Camp Perry Rifles
Working my rifles through the cleaning rack one by one. Seems like every gun I have is dirty: both ARs- I shot the newest barrel (R11) for bullseye in the Presidents 100, EIC, Hearst Doubles, National Team Trophy. The other rifle (Betsy) with a 3+ throat was my Infantry Trophy gun. The Garand and the 1903 both needed work on the barrels. (The M1A belonged to someone else and he must be cleaning it.)
Betsy is named after Crocketts rifle. R11 is named for a painted “11” on the handguards. Every night at Perry I pulled the bolt, cleaned and lubed it then ran a snake through the barrel. You don’t want to really clean a barrel during competiton. Makes the first shot go low. No sighters at Camp Perry during CMP week.
In the debacle of six-man team shooting I saved a round when R11 stovepiped in the 300 rapid. I raised my hand and didn’t touch it for the first stovepipe. The second stovepipe, in the alibi string, came on the last shot. I ran out of time because I “fired” that shot, then noticed and cleared the stovepipe. I had a mag ready but by the time I was on the trigger the target was going down. Saved a round and threw away ten points. I just now replaced the whole bolt in the bolt carrier as a fix. Have to have Rick Crawford cut the ejection post spring down so it just flips the brass clear to the 2:00 front. Everything is worn on the old bolt. I’m not going to try postmortem the failure. No symptoms before the jams. First replacement bolt on R11. Betsy had one a year ago.
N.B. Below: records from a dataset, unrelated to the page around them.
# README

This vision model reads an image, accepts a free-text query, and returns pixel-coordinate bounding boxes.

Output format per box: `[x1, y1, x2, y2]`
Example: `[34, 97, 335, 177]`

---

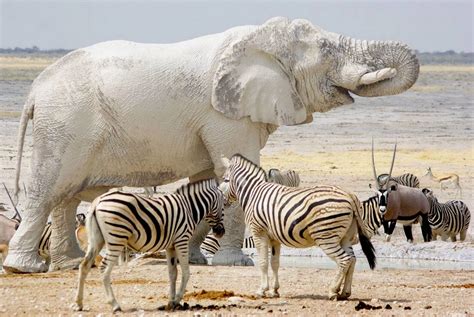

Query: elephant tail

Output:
[13, 98, 35, 206]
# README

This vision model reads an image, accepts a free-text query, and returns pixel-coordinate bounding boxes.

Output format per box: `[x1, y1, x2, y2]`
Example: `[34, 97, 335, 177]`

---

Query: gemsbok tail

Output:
[351, 194, 377, 270]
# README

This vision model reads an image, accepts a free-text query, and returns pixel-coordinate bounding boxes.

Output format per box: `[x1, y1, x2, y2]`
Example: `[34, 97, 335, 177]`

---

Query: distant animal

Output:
[377, 173, 420, 188]
[201, 168, 300, 255]
[424, 167, 462, 198]
[423, 188, 471, 242]
[221, 155, 376, 299]
[369, 173, 420, 241]
[372, 140, 432, 242]
[0, 215, 20, 263]
[74, 179, 224, 312]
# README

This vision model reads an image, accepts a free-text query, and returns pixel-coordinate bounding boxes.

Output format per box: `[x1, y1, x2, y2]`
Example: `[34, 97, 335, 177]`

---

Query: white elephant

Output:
[4, 18, 419, 272]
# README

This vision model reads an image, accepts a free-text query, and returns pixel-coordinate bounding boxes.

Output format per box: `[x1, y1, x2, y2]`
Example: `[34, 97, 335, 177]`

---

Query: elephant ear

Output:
[212, 18, 312, 125]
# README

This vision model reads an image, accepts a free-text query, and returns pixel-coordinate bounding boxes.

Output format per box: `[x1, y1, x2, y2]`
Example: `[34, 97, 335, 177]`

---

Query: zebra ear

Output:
[221, 155, 230, 169]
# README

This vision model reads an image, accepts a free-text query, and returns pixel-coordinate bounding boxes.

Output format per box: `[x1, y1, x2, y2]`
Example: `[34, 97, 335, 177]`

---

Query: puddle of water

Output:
[274, 256, 474, 270]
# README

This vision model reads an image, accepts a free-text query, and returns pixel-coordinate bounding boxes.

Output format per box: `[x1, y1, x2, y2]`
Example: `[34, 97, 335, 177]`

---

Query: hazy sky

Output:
[0, 0, 474, 52]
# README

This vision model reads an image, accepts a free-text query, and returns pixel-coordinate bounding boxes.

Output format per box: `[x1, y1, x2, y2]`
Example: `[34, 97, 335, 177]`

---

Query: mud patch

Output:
[184, 289, 257, 300]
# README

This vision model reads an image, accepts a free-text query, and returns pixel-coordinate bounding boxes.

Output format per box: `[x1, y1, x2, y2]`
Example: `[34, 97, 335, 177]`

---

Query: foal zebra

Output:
[201, 168, 300, 255]
[423, 188, 471, 242]
[73, 179, 224, 312]
[221, 155, 375, 299]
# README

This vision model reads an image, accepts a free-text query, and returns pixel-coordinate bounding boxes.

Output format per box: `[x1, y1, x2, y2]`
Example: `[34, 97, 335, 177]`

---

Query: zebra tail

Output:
[351, 194, 377, 270]
[357, 226, 377, 270]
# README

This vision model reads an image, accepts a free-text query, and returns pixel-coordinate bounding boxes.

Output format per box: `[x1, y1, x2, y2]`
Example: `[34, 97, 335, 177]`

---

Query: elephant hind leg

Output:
[49, 198, 84, 271]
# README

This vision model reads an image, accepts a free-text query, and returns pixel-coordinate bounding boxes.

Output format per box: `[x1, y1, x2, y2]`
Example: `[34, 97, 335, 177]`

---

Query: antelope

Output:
[424, 167, 462, 198]
[372, 140, 432, 242]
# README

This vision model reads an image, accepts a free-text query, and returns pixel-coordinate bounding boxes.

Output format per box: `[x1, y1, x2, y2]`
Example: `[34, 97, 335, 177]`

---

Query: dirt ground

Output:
[0, 263, 474, 316]
[0, 57, 474, 316]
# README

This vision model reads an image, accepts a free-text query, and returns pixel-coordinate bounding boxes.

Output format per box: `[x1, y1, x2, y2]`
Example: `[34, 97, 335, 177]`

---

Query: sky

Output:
[0, 0, 474, 52]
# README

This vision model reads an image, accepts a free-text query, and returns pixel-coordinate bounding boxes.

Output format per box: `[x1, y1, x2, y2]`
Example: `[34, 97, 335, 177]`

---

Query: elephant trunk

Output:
[342, 38, 420, 97]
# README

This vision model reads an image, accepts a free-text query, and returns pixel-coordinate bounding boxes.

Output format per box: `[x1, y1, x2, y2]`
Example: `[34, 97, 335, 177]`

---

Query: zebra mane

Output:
[230, 154, 268, 182]
[175, 178, 217, 195]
R11 is the number one gun right now because it was rebarreled last. I’ve never really warmed up to that gun. Seems like Betsy is luckier or smoother somehow. That’s kind of odd because I have shot some good scores with R11: 490 in a LEG match this year, Won two NRA Regional medals and the Texas Highpower Rifle Championship (Ike Lee Trophy) with it. I’m going to have Betsy rebarrelled after the Texas Service Rifle Championship in Oct.
They probably look like any ordinary ARs to anyone else, but I could find them in a pile like a penguin finds its chick.
I’ve had more fun and learned more about shooting in Highpower Rifle with these ARs than I could have imagined. Be glad when everything is clean.
August 10th, 2007 at 12:03 am
I read an article a while back where they tried to figure out why we need fouling shots. As it turns out, it looks like it’s a matter of burning out the oil in the barrel. They found that if they sprayed the barrel down really well with one of the GunScrubber or carb cleaner type of cleaners that leave no residue (making sure that the gun was positioned to let it all run through it) and they had the first shot hitting the same place as the rest of them.
Haven’t done any “scientific” testing of the theory myself, but it makes sense.